Mercredi dernier, ce fut un 25 mars étrange que celui de l’année 2020. La fête de l’Annonciation.

L’église était fermée depuis une semaine et ce matin-là le prêtre ouvrit grand son portail. Il était permis d’aller prier, quoique la case « prière » ne soit pas présente sur l’attestation de sortie.

A 19h30 toutes les cloches des églises ont sonné pendant dix minutes et nous avons posé à la fenêtre des bougies allumées. Nous avons lu le prmier chapitre de l’Evangile de Luc relatant l’Annonciation du Seigneur à la Vierge Marie. Nous étions confinés chez nous mais tous unis par le son, la lumière et la Parole.

Le temps passe

Depuis février, le temps s’est accéléré, puis arrêté, puis il est reparti, dans l’autre sens.

Ne le trouvant plus, ce temps insaisissable, j’avais cessé de bloguer, vacances avec les petits-enfants, travaux divers …

… et puis tout d’un coup, le temps s’est stoppé, le temps du pas le temps a laissé la place au temps élastique, sans contours.

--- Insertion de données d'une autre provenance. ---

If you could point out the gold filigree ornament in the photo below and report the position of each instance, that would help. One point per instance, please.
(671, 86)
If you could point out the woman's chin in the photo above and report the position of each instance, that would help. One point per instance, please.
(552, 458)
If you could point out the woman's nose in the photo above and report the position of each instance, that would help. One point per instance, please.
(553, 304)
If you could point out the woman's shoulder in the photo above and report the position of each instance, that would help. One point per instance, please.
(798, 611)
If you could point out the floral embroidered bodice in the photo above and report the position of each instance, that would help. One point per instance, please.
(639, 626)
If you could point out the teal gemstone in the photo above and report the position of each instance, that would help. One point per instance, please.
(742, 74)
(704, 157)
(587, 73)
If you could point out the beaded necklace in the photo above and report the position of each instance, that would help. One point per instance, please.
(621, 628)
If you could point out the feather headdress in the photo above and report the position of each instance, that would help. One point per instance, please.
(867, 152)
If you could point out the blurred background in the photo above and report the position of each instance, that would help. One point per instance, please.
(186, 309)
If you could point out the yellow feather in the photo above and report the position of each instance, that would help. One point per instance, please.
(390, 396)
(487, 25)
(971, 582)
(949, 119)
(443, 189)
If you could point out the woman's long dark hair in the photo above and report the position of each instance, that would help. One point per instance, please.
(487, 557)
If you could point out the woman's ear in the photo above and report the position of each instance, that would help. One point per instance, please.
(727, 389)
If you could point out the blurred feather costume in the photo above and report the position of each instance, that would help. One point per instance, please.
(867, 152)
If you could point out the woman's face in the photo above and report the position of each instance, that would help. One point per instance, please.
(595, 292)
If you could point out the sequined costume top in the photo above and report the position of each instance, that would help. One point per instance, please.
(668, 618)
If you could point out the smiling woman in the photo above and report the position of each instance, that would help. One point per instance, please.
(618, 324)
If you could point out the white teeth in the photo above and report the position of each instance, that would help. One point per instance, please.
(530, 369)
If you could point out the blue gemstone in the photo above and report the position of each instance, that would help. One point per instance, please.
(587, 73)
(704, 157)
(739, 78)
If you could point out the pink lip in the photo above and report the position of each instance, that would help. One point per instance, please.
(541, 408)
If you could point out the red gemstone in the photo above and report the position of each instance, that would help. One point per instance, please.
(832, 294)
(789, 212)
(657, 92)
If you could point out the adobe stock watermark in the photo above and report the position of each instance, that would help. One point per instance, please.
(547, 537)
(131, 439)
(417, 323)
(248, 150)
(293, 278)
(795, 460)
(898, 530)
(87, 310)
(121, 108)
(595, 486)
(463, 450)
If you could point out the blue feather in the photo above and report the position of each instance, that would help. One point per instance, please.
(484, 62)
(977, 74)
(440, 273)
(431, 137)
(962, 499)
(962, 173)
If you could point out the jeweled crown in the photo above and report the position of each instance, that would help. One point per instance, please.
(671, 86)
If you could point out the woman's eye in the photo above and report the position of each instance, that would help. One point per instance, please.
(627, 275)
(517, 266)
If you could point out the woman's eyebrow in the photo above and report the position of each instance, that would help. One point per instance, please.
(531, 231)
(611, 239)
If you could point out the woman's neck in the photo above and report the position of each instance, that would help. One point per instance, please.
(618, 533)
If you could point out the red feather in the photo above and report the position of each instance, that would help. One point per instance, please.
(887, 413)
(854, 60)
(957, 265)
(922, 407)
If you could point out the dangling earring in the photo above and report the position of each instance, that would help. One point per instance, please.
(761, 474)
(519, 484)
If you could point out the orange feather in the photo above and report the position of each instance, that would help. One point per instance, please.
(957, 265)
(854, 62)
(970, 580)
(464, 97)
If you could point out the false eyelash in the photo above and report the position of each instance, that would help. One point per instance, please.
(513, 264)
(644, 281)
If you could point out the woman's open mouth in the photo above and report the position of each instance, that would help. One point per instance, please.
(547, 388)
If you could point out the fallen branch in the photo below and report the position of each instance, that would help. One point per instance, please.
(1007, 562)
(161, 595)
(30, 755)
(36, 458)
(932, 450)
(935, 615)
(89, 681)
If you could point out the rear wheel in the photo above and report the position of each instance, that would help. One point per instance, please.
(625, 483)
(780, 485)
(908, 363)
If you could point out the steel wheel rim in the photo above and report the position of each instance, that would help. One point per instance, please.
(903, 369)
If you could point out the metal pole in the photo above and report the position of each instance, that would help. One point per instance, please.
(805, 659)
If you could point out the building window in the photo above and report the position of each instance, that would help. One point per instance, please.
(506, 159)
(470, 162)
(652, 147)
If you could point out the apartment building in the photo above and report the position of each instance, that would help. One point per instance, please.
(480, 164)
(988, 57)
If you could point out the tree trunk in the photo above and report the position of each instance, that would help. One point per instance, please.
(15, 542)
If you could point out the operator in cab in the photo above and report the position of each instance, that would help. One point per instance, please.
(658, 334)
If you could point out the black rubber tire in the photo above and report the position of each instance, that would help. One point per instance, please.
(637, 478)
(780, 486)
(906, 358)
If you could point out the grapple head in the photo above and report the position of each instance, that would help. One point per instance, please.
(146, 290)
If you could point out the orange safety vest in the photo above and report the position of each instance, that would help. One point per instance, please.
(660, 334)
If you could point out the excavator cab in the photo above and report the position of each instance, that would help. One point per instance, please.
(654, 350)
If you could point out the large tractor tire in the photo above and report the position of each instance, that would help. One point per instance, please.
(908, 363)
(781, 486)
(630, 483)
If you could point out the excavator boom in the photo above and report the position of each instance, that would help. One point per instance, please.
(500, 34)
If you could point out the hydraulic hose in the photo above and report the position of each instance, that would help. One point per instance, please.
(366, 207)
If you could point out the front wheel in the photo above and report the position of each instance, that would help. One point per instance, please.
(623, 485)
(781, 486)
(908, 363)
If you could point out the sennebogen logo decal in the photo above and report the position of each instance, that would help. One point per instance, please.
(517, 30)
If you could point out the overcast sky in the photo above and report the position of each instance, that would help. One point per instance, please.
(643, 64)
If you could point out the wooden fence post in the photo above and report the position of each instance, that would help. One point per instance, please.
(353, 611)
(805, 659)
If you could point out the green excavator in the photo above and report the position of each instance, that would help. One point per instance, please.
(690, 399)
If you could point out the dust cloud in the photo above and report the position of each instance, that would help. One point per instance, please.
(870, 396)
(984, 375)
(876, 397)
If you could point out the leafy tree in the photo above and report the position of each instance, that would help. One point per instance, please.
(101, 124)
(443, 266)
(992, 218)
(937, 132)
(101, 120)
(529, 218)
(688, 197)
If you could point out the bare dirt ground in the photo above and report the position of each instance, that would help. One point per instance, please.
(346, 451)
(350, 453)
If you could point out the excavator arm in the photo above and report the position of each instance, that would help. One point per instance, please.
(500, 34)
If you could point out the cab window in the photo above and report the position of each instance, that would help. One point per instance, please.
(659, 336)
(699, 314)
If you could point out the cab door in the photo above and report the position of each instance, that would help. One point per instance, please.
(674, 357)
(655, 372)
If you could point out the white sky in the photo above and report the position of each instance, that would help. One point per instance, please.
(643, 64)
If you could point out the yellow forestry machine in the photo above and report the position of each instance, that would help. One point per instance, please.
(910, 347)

A la vie frénétique, minutée, bruyante, s’est opposé le silence continu, immense, sans espace privilégié.

Le confinement est un temps de montres molles, que le changement d’heure cette nuit ne perturbera point.

Pendant que le drame se noue tout autour de nous, nous apprenons à vivre à reculons, à pas lents, à contre temps.

La lessive étendue au petit matin ne claque plus au grand air marin.